Reformists in Iran, those that wish to slowly liberalize the nation’s Shiite theocracy from inside and have higher relations with the West, have sought to distance the nation’s authorities from the edict. Notably, reformist President Mohammad Khatami’s overseas minister in 1998 stated that the “authorities disassociates itself from any reward which has been supplied on this regard and doesn’t assist it.”
Rushdie slowly started to re-emerge into public life round that point. However some in Iran have by no means forgotten the fatwa towards him.
Learn extra:
Creator Salman Rushdie attacked earlier than lecture on New York stage, suspect in custody
On Saturday, Mohammad Mahdi Movaghar, a 34-year-old Tehran resident, described having a “good feeling” after seeing Rushdie attacked.

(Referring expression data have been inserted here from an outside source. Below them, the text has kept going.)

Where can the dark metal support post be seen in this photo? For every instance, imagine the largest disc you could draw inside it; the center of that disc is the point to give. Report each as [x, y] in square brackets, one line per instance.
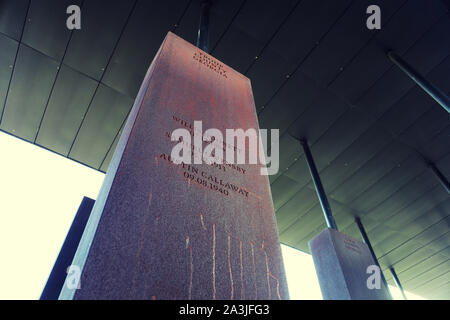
[442, 179]
[397, 282]
[58, 274]
[429, 88]
[319, 187]
[203, 28]
[367, 241]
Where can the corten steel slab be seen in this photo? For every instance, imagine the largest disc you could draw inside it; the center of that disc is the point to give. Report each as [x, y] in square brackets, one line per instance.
[153, 234]
[341, 264]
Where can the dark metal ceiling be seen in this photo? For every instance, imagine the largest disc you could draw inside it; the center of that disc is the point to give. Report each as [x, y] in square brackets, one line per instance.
[316, 72]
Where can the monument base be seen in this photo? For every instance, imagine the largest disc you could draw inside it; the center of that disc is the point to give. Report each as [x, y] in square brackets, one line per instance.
[345, 268]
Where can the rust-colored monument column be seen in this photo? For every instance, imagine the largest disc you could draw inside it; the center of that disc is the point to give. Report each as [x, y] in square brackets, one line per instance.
[159, 230]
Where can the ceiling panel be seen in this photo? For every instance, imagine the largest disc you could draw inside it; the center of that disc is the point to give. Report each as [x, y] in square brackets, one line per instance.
[222, 14]
[289, 152]
[45, 28]
[136, 48]
[7, 56]
[438, 274]
[105, 164]
[295, 207]
[426, 202]
[282, 190]
[354, 157]
[394, 84]
[404, 196]
[12, 17]
[66, 109]
[34, 74]
[389, 184]
[255, 24]
[335, 140]
[91, 47]
[106, 114]
[407, 26]
[346, 38]
[326, 109]
[298, 94]
[371, 172]
[293, 42]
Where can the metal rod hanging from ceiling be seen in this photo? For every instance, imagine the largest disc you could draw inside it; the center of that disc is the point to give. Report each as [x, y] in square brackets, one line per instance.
[442, 179]
[367, 241]
[427, 86]
[319, 187]
[397, 282]
[203, 28]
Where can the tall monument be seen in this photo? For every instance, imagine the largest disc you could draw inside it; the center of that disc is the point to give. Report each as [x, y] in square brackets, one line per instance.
[161, 230]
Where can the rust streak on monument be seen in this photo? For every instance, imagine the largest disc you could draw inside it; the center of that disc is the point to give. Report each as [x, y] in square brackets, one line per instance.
[131, 252]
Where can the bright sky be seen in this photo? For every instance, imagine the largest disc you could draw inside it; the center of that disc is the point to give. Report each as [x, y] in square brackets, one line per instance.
[39, 195]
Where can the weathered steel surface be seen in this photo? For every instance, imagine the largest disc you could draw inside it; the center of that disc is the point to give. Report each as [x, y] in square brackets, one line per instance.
[341, 265]
[155, 234]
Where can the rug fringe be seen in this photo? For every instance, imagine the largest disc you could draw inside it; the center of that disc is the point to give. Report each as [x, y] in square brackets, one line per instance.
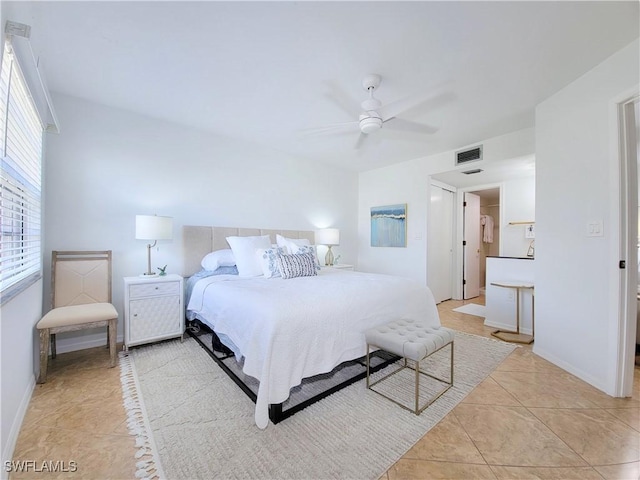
[148, 467]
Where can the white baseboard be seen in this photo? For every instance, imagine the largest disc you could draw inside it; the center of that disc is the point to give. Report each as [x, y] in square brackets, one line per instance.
[7, 454]
[581, 374]
[506, 327]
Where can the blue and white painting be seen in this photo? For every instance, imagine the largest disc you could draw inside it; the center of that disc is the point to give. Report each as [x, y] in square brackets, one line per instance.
[389, 226]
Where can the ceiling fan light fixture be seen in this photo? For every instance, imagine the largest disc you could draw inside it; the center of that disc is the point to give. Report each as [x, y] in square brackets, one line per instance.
[369, 123]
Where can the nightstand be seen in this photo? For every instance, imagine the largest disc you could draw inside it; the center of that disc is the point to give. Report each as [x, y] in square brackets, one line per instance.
[153, 309]
[343, 266]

“That is pleasing and reveals those that insult the sacred issues of we Muslims, along with punishment within the hereafter, will get punished on this world too by the hands of individuals,” he stated.
Others, nevertheless, anxious the assault — no matter why it was carried out — may harm Iran because it tries to barter over its nuclear cope with world powers.
Since then-President Donald Trump unilaterally withdrew America from the accord in 2018, Tehran has seen its rial forex plummet and its financial system crater. In the meantime, Tehran enriches uranium now nearer than ever to weapons-grade ranges amid a collection of assaults throughout the Mideast.
“It should make Iran extra remoted,” warned former Iranian diplomat Mashallah Sefatzadeh.
Whereas fatwas will be revised or revoked, Iran’s present Supreme Chief Ayatollah Ali Khamenei who took over after Khomeini has by no means executed so.
“The choice made about Salman Rushdie remains to be legitimate,” Khamenei stated in 1989. “As I’ve already stated, this can be a bullet for which there’s a goal. It has been shot. It should someday in the end hit the goal.”
As just lately as February 2017, Khamenei tersely answered this query posed to him: “Is the fatwa on the apostasy of the cursed liar Salman Rushdie nonetheless in impact? What’s a Muslim’s responsibility on this regard?”
Khamenei responded: “The decree is as Imam Khomeini issued.”